The integration of histology images and gene profiles has shown great promise for improving survival prediction in cancer. However, current approaches often struggle to model intra- and inter-modal interactions efficiently and effectively due to the high dimensionality and complexity of the inputs. A major challenge is capturing critical prognostic events that, though few, underlie the complexity of the observed inputs and largely determine patient outcomes. These events, manifested as high-level structural signals such as spatial histologic patterns or pathway co-activations, are typically sparse, patient-specific, and unannotated, making them inherently difficult to uncover. To address this, we propose SlotSPE, a slot-based framework for structural prognostic event modeling. Specifically, inspired by the principle of factorial coding, we compress each patient's multimodal inputs into compact, modality-specific sets of mutually distinctive slots using slot attention. By leveraging these slot representations as encodings for prognostic events, our framework enables both efficient and effective modeling of complex intra- and inter-modal interactions, while also facilitating seamless incorporation of biological priors that enhance prognostic relevance. Extensive experiments on ten cancer benchmarks show that SlotSPE outperforms existing methods in 8 out of 10 cohorts, achieving an overall improvement of 2.9%. It remains robust under missing genomic data and delivers markedly improved interpretability through structured event decomposition.

Paper Structure

This paper contains 44 sections, 19 equations, 14 figures, 10 tables.

Figures (14)

  • Figure 1: Framework of SlotSPE. Histology and gene features are extracted into bag structures, then compressed into slots via slot attention. Selective slot activation enforces sparsity and mutual competition, while a biologically guided cross-modal reconstruction aligns modalities.
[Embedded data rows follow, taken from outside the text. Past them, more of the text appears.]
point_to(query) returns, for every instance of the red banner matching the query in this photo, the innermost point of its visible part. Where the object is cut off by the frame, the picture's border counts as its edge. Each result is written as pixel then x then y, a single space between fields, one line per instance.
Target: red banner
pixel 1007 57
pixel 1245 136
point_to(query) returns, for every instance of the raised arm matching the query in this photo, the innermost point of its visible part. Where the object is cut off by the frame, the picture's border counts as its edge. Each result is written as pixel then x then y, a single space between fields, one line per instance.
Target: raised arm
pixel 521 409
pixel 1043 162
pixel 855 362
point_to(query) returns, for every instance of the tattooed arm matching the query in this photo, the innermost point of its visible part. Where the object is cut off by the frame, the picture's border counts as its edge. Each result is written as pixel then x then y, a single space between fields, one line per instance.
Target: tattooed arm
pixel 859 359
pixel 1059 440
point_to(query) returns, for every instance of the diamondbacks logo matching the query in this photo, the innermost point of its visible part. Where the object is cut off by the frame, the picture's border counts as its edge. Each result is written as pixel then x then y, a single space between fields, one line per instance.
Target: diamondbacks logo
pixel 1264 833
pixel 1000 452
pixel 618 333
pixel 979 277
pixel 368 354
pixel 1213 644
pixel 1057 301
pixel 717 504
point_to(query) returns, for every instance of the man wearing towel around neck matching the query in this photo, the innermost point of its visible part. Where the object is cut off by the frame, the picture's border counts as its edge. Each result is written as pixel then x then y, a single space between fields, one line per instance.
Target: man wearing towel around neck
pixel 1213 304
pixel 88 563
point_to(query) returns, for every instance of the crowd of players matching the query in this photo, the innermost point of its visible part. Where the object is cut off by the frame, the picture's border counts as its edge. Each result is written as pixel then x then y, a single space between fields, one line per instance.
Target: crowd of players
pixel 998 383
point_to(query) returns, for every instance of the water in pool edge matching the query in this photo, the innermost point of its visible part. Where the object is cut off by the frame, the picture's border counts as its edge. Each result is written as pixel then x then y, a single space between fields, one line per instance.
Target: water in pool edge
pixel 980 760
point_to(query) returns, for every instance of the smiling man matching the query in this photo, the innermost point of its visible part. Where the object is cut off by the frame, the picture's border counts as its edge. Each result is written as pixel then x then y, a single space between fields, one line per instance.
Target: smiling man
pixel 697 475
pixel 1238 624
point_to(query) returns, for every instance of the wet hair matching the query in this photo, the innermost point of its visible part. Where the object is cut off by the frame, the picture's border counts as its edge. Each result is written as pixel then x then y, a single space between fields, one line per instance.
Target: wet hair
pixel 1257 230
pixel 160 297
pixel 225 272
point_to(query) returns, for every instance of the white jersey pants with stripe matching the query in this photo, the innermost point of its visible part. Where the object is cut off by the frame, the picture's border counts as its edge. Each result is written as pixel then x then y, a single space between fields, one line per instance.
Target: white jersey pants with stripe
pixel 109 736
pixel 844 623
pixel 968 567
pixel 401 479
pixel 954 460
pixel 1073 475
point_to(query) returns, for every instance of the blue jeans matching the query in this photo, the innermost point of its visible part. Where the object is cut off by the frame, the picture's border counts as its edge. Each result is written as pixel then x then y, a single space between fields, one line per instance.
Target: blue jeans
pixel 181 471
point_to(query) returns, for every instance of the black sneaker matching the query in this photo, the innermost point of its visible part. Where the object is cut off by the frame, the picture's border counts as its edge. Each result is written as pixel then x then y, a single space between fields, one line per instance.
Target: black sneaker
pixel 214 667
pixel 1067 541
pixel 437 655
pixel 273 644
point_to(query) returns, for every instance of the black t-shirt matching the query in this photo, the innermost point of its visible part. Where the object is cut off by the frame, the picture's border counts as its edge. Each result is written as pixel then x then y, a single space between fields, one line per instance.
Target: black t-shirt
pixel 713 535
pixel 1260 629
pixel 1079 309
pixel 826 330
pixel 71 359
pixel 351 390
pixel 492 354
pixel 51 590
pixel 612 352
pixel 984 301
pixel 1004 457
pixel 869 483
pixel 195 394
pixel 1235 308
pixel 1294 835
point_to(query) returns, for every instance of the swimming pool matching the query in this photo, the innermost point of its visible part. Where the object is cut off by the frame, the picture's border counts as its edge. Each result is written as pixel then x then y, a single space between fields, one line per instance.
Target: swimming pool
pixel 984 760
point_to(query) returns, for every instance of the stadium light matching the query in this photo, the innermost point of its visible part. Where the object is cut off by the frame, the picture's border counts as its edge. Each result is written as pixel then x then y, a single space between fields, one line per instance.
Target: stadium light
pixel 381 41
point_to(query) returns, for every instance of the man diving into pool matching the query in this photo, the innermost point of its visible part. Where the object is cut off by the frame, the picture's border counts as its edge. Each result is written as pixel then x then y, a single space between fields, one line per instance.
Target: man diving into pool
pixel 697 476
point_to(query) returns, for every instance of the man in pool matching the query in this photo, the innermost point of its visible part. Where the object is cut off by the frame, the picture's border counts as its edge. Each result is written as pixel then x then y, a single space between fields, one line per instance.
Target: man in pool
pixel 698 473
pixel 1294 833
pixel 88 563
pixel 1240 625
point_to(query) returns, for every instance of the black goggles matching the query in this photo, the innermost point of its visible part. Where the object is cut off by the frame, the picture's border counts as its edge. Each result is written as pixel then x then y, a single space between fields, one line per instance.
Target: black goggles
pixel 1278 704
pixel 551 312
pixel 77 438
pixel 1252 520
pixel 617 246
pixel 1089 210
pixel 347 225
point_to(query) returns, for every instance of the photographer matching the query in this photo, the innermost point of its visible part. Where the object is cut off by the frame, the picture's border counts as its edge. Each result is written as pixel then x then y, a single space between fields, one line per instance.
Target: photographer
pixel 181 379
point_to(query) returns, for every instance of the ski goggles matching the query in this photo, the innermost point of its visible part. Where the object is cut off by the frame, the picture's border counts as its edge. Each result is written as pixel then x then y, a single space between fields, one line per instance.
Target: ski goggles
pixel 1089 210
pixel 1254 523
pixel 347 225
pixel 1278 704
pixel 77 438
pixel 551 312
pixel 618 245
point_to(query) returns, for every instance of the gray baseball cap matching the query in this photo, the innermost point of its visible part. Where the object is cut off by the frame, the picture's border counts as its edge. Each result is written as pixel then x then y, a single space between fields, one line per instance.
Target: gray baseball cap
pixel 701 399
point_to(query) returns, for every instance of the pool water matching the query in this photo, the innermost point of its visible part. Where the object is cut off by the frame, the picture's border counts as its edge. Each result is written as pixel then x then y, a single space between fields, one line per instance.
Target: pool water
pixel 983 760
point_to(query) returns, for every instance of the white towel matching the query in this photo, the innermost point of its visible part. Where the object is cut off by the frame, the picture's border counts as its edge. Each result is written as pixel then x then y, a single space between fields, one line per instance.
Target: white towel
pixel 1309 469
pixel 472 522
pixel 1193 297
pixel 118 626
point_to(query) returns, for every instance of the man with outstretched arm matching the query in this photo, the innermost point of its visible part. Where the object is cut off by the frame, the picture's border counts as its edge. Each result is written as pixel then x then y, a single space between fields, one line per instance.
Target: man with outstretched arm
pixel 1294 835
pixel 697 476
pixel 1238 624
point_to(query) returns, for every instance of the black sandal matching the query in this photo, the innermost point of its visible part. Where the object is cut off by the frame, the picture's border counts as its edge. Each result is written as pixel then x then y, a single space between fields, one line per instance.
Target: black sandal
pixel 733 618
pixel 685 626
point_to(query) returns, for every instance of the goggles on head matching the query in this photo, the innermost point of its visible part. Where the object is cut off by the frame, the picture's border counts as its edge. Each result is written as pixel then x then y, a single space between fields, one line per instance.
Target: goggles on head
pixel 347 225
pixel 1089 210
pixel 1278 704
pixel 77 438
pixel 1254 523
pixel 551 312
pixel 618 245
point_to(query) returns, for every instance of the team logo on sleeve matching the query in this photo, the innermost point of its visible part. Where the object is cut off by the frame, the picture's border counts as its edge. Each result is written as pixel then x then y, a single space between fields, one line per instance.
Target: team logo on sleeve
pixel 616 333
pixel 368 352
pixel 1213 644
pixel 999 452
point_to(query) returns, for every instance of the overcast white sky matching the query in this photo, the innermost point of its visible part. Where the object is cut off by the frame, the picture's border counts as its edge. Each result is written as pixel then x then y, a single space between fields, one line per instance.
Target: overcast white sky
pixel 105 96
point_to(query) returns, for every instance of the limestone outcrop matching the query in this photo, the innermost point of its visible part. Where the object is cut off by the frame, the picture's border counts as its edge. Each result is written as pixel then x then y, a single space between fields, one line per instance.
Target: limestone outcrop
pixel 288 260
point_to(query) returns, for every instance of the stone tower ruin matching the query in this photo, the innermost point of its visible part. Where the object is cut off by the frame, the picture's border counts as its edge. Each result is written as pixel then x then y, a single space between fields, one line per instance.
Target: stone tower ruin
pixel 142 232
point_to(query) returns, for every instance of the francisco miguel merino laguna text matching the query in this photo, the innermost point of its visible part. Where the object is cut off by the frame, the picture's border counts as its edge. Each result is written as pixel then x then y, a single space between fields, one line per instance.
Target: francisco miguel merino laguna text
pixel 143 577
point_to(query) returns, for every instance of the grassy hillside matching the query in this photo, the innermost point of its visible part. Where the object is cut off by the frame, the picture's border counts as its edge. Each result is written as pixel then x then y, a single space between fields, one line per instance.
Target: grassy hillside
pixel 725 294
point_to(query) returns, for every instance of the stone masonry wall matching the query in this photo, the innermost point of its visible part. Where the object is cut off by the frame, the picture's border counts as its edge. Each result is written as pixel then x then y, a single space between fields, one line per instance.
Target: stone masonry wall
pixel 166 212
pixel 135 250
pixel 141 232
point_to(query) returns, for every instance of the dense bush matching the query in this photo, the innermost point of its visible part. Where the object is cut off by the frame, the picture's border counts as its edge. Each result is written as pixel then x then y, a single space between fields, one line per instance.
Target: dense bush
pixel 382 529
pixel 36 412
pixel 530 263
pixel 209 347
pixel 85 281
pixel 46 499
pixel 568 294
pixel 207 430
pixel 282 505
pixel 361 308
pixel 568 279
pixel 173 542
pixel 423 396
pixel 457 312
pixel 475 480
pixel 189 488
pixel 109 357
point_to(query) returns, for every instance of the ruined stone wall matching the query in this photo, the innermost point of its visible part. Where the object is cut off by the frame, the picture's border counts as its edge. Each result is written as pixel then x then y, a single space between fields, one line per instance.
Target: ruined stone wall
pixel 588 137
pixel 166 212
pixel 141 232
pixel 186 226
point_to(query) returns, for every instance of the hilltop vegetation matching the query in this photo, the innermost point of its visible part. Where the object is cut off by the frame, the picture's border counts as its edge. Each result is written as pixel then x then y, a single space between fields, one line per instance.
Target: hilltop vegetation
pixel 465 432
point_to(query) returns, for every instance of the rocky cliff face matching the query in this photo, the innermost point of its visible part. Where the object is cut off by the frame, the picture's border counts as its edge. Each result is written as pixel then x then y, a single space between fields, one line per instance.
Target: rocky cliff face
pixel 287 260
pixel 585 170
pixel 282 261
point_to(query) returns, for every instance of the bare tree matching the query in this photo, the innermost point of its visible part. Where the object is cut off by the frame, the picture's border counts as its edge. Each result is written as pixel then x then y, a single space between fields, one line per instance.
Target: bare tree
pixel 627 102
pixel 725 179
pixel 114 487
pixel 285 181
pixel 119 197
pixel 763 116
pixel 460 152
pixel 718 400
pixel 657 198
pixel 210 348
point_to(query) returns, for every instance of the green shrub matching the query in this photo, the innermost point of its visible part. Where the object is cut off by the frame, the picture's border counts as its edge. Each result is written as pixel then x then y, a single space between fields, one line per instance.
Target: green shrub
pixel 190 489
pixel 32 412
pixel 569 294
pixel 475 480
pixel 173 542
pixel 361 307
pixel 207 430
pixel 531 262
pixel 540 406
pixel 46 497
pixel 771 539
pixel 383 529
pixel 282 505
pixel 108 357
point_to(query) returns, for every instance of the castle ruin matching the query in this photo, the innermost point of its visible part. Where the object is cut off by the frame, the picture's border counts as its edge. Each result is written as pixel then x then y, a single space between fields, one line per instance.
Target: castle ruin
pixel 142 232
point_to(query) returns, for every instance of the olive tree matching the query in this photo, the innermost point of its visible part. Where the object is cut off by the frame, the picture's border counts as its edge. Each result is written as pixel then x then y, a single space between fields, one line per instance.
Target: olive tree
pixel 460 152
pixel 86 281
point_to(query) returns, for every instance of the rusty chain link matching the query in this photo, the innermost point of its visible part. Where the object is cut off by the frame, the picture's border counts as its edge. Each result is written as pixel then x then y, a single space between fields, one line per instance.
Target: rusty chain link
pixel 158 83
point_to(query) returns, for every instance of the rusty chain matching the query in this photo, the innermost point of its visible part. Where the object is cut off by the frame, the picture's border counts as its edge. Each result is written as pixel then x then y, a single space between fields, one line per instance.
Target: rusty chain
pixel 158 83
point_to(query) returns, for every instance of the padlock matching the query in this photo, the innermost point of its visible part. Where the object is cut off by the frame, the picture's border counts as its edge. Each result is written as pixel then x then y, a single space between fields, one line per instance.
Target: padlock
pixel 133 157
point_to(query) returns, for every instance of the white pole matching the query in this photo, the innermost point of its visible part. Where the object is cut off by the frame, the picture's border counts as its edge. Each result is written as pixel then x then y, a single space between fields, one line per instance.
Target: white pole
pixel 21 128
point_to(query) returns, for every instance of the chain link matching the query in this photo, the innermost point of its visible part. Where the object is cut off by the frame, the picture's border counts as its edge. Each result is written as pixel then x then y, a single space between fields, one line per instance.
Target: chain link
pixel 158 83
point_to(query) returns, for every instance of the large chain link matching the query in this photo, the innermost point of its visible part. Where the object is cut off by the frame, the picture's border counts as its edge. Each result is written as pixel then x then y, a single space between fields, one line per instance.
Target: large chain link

Finally, slot interactions are modeled using self- and cross-attention to predict survival.
  • Figure 2: Detailed component structure of SlotSPE. (a) Selective slot activation: a Mixture-of-Experts(MoE)–style decoder sparsely activates only the most predictive slots. (b) Cross-modal reconstruction: guided by biological priors, omics-derived slots are aligned with histology by predicting pathway-level gene expression from WSIs.
  • Figure 3: Kaplan--Meier curves of predicted high-risk and low-risk groups. A $p$-value $< 0.05$ at the top indicates statistically significant separation between groups. The restricted mean survival time (RMST) up to 60 months is also reported, with values shown as $\Delta$ (High--Low), and ratio (High/Low). (Zoom in to view details.)
  • Figure 4: Performance vs (Inference) Memory/Runtime Trade-off
  • Figure 5: Interpretability of slots. (A) Original WSI, assignment map of histology-derived slots, and assignment map of omics-derived slots. (B) Attention maps for each slot with the top-5 most relevant patches highlighted. (C) Top-3 relevant and irrelevant pathways identified per slot.